Forget postcard views of palms waving in sunny breezes. Forget panoramas of azure ocean and white sands sent by gloating relatives. Warm-weather residents miss some of the most exciting winter scenes one can experience: first-class snow removal.
Admittedly, imagination and keen discernment is required, but therein lies the beauty.
Even Hawaiian residents must concede that neighbor kids rising on a sleep-in snow day to shovel their driveway is a beautiful sight.
Add to that quiet heroism of snowplow and salt truck drivers who often work 24/7 so we who must remain home because of closed schools and businesses don’t have to remain at home. While panicked meteorologists must be put on oxygen while reporting winter’s mega-storms, many snowplow operators venture out gratis. Some have itched all winter to drive their honkin’ big trucks with monster blades, but machismo can’t hide big hearts that determine to plow roads and driveways for the elderly, the infirm and the bank-account challenged.
We fell into the latter class the year my husband opened his solo medical practice. Living on borrowed money, we pinched pennies until they begged for mercy. Hubby often vanished, spending rare time at home sleeping and eating. I, toting a toddler and pregnant with a second child, didn’t rate the world’s most efficient snow remover. But my husband’s patients never had to worry about his timely care. When Lake Michigan gleefully dumped half its H2O in flake form into our driveway, a snowplow hero, paid only with my homemade bread, faithfully cleared it.

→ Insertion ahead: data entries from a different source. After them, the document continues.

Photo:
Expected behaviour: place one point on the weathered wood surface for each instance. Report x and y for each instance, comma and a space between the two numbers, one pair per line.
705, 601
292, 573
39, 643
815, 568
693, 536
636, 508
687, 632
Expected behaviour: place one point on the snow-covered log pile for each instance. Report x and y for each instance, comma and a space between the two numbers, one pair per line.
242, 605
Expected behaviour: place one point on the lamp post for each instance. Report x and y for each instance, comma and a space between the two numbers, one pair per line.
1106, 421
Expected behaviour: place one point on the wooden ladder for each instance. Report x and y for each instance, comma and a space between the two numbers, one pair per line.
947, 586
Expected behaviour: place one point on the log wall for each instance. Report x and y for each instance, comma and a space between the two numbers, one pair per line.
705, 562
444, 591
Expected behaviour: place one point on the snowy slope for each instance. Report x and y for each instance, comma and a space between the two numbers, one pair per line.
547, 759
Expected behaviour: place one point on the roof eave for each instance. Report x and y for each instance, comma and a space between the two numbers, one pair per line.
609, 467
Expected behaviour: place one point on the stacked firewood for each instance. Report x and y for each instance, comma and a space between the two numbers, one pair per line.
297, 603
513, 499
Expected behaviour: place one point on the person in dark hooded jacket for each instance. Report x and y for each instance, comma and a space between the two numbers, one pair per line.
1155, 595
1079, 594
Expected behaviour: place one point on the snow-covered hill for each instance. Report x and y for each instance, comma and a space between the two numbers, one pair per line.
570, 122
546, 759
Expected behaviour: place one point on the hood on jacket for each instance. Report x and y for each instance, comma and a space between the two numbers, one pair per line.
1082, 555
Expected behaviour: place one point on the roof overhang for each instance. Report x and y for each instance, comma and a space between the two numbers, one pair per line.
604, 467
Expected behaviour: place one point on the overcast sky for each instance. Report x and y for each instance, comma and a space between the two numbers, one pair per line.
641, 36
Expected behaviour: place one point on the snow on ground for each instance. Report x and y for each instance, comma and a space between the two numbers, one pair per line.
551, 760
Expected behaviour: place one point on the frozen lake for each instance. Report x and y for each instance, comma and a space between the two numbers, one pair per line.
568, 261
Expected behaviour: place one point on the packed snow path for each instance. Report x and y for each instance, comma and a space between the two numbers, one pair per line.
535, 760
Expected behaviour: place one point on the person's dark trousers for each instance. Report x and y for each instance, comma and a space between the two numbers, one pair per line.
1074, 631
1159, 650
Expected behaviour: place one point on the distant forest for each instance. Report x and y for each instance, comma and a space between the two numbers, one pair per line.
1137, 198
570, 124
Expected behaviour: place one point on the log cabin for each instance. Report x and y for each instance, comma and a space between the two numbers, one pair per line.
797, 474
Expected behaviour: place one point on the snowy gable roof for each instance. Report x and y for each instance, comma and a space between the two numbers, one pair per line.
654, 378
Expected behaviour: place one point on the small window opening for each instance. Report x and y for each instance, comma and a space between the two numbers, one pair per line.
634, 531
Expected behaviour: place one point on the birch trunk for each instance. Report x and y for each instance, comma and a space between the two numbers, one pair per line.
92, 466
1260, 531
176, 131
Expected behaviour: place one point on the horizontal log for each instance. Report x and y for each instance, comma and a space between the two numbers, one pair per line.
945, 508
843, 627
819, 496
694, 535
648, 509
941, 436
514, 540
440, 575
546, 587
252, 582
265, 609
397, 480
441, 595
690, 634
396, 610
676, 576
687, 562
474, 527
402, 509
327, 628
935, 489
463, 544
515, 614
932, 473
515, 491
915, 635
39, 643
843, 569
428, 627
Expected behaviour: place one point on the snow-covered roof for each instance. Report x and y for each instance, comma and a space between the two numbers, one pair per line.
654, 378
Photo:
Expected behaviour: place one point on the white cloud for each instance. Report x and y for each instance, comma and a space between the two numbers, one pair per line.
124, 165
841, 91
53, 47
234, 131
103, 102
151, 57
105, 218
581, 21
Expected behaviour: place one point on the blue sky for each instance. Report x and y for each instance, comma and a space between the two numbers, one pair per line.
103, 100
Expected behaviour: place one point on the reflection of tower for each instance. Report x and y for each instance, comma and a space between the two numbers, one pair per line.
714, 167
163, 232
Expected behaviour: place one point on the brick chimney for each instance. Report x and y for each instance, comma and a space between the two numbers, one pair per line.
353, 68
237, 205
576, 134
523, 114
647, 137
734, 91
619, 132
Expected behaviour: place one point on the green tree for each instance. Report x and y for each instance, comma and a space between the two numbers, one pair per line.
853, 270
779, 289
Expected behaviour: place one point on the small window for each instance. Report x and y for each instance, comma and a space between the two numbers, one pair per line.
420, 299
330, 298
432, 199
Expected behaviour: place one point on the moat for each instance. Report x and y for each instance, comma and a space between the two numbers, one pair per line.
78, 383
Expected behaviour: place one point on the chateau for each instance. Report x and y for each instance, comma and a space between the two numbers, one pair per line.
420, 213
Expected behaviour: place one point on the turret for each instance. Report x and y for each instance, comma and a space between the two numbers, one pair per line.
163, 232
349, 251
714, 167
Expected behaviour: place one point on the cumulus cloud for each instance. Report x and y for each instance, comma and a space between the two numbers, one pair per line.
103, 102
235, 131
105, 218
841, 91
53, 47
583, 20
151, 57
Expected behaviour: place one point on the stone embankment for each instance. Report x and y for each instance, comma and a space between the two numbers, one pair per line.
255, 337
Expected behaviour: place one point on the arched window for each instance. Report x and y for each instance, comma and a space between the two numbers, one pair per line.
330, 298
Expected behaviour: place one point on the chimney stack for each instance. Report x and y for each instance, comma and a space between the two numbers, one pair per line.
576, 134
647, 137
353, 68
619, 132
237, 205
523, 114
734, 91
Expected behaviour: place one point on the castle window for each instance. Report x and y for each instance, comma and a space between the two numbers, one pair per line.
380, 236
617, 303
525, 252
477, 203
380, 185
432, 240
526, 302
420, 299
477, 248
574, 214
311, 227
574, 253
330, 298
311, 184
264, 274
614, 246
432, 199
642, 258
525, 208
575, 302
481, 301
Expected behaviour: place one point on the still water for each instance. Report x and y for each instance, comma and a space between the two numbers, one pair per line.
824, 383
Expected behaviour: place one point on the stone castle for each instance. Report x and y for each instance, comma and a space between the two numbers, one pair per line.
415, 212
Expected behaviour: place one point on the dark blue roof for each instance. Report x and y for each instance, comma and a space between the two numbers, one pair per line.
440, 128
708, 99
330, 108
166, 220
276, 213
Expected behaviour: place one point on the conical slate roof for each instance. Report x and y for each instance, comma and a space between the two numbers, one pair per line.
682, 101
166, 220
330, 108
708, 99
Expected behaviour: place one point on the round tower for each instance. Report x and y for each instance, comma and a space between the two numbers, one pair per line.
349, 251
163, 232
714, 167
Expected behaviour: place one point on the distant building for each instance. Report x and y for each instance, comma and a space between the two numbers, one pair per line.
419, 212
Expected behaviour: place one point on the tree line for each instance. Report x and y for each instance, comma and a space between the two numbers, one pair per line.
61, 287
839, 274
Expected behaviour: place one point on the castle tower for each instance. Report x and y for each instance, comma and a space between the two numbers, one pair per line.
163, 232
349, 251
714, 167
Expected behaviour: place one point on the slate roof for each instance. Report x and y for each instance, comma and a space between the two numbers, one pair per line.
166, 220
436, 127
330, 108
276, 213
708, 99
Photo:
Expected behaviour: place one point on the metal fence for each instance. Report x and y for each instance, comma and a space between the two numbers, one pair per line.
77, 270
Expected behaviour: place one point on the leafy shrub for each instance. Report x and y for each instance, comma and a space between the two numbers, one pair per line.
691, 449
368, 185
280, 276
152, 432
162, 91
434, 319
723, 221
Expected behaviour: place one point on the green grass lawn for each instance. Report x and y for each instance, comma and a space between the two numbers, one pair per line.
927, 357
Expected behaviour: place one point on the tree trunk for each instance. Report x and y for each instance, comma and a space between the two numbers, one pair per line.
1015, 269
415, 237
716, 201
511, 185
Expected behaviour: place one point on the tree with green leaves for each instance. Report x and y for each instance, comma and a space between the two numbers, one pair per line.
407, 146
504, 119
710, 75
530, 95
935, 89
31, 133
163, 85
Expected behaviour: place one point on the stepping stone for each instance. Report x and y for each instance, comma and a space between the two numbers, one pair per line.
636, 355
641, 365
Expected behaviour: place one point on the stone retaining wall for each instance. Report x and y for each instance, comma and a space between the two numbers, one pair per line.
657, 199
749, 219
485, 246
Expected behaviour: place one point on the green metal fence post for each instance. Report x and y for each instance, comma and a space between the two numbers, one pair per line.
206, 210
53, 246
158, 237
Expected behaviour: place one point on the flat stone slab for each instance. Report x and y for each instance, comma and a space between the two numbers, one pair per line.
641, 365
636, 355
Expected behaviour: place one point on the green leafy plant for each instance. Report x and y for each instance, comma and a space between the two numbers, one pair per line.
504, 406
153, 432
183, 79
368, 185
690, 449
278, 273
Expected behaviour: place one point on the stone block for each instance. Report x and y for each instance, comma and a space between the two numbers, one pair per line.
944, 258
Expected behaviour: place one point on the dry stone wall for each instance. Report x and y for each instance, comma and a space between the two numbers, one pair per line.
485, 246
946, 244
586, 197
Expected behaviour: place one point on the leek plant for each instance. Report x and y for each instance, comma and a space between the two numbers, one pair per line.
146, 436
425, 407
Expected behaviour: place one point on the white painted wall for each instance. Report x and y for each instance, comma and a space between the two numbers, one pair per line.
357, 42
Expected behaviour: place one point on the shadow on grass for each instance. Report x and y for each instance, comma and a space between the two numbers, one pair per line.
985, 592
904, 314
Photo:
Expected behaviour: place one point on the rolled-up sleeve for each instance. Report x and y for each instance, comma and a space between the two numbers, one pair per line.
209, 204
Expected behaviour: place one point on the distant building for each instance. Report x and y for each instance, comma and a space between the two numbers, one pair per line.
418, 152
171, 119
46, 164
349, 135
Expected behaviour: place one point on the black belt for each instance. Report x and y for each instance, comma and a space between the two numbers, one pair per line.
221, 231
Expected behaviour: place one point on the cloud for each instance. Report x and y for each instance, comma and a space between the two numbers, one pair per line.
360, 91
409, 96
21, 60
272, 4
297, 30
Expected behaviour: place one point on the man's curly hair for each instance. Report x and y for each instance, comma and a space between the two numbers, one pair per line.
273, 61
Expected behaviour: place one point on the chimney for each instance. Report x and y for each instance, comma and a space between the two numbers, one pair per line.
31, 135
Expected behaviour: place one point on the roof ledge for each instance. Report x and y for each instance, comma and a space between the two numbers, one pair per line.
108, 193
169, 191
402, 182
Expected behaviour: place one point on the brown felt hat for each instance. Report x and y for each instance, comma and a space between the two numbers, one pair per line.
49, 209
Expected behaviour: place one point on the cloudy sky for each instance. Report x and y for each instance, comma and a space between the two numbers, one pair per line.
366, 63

Thus, my toddler, unborn baby and I could sally forth between blizzards for groceries.
Some snow heroes use only shovels, blowers, and strong backs. Our neighborhood children didn’t appreciate snowblower-toting guys who ensured they would arrive at school on time. But cabin-feverish moms, elderly folks and a cancer victim were eternally grateful.
During one Snowmaggeddon, I awakened to discover the multitude milling outside was our church youth group and their pastor, clearing out the last of the snow from our driveway. I’ll bet both my snow shovels that no San Diego residents awaken to surprises like that.
But warm-weather residents miss an even greater view we savor every year. The snow giants will eventually disappear before the power of gentle rains and stubborn green baby fingers poking up through the soil. Certainly, the giants reassert their power during tourney time, as every basketball-crazy Hoosier knows. But their second-class strength will bow to God’s spring every time.
If that isn’t first-class snow removal, I don’t know what is.
Your Extraordinary Ordinary: Do winter heroes live in your neighborhood?